Os militares da operação anticriminalidade quiseram dar uma resposta à expectativa em torno de sua ação e fizeram uma farsa que não alcançou mais do que o ridículo. Tão zelosos da imagem do Exército, comprometeram-na logo de saída: desrespeitaram o convênio entre os governos federal e estadual, descumpriram ordens internas do comando do Exército e, na prática, sua ação foi de absoluta inutilidade.
A pomposa explicação de que foi acionada "a asfixia econômica do tráfico", impedindo o comércio de drogas nas favelas cercadas, não se salva nem com a ajuda do jornalismo-ficção. O cerco mais longo durou umas cinco horas. Aos criminosos bastou não sair das favelas durante o cerco ou, à vista do aparato, tomar outro rumo em vez de entrar na favela. Recolhida a tropa, entrou e saiu quem quis, com drogas e com armas. Asfixiada ficou apenas a suposição de que os militares da operação teriam planejado algo mais inteligente e mais sério para cumprir o seu novo papel.
Em todo o episódio da participação dos militares contra a criminalidade no Rio, o ministro do Exército, Zenildo Lucena, tem mostrado ponderação exemplar. Justifica-se, portanto, sua reação ao descumprimento da ordem de que seus comandados não entrassem nas favelas, reservando-se ao apoio às polícias incumbidas das incursões. O Exército entrou em uma só favela na sexta-feira, a do morro Dona Marta. Por coincidência, há dias fora recolhida a informação de que os identificáveis como criminosos haviam deixado a favela, dispersando-se pelas cercanias ainda bem dotadas de matas. A incursão desobediente e exibitória só podia, mesmo, ocorrer com a tranquilidade turística que teve: no Dona Marta, que é um dos dois focos mais inquietantes da Zona Sul carioca, nada e ninguém foi encontrado capaz de justificar a presença sequer de um só soldado.
Ações como as determinadas pelo núcleo militar da operação anticriminalidade já foram feitas incontáveis vezes pelas polícias. Se dessem os resultados necessários, os militares não teriam sido lembrados para o novo esforço contra a criminalidade. Se foram, foi para que contribuíssem com algo novo em planejamento, em quantidade do contingente e em métodos de ação.

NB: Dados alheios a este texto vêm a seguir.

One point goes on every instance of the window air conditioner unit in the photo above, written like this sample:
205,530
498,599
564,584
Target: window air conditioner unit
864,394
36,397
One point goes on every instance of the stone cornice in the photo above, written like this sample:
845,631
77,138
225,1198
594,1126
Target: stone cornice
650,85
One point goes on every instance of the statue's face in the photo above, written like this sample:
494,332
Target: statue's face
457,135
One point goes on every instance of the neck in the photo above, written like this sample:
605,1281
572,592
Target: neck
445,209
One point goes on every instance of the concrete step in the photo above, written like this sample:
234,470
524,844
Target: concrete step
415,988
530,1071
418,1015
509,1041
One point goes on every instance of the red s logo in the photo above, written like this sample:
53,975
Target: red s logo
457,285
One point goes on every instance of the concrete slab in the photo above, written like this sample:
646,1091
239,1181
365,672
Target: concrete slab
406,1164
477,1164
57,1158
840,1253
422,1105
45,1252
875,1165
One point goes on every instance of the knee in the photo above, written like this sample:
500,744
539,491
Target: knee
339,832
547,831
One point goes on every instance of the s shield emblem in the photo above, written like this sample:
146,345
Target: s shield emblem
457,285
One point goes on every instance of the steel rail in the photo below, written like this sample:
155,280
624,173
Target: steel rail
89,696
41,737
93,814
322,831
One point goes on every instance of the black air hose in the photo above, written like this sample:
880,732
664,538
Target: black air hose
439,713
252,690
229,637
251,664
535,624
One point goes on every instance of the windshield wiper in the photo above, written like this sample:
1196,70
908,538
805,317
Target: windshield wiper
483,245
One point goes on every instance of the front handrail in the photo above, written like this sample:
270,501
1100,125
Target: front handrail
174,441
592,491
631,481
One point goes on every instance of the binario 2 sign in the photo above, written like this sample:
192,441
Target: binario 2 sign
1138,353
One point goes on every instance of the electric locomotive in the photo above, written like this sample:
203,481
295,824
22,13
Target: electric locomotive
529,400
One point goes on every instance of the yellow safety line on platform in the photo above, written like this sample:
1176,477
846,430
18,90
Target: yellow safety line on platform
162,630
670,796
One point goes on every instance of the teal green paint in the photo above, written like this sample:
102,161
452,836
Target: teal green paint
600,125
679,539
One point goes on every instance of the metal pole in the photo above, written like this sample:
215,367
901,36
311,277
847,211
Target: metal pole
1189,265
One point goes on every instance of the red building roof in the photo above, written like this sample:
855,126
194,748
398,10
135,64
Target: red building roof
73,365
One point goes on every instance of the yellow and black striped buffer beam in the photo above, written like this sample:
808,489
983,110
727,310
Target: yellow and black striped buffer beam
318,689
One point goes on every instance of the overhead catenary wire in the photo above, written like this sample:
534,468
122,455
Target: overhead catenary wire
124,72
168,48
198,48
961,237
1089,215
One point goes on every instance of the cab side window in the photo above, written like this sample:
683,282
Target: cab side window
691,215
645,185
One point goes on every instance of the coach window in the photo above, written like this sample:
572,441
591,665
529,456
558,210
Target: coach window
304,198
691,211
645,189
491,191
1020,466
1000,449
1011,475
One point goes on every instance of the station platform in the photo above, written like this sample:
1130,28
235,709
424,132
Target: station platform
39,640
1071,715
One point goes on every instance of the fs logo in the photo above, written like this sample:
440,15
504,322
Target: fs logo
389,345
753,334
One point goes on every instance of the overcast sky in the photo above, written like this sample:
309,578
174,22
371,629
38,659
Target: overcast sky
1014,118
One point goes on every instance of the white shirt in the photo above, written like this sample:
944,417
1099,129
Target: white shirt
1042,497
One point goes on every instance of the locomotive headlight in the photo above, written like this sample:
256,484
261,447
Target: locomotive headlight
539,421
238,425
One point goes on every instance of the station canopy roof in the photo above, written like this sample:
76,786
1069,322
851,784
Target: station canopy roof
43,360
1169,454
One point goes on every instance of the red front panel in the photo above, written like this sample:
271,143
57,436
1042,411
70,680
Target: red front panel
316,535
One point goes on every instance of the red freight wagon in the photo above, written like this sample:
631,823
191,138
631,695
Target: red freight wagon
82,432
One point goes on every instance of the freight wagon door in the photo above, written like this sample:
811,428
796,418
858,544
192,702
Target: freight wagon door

Não foi isso, no entanto, que se encontrou nos documentos e entrevistas dos militares, antes de iniciarem a ação, nem é o que agora vemos na ação.
Melhor do que a ansiedade em agir para atender às expectativas criadas por seu novo papel, seria que os militares só agissem quando tivessem algo a acrescentar em eficácia à luta difícil contra o banditismo. Do contrário, logo estarão enredados em desgastes irritantes e, por isso mesmo, estimuladores das exacerbações próprias de militares irritados. E aí ninguém sabe no que dará sua participação pretensamente salvadora do Rio. Mas em boa coisa, por certo não será.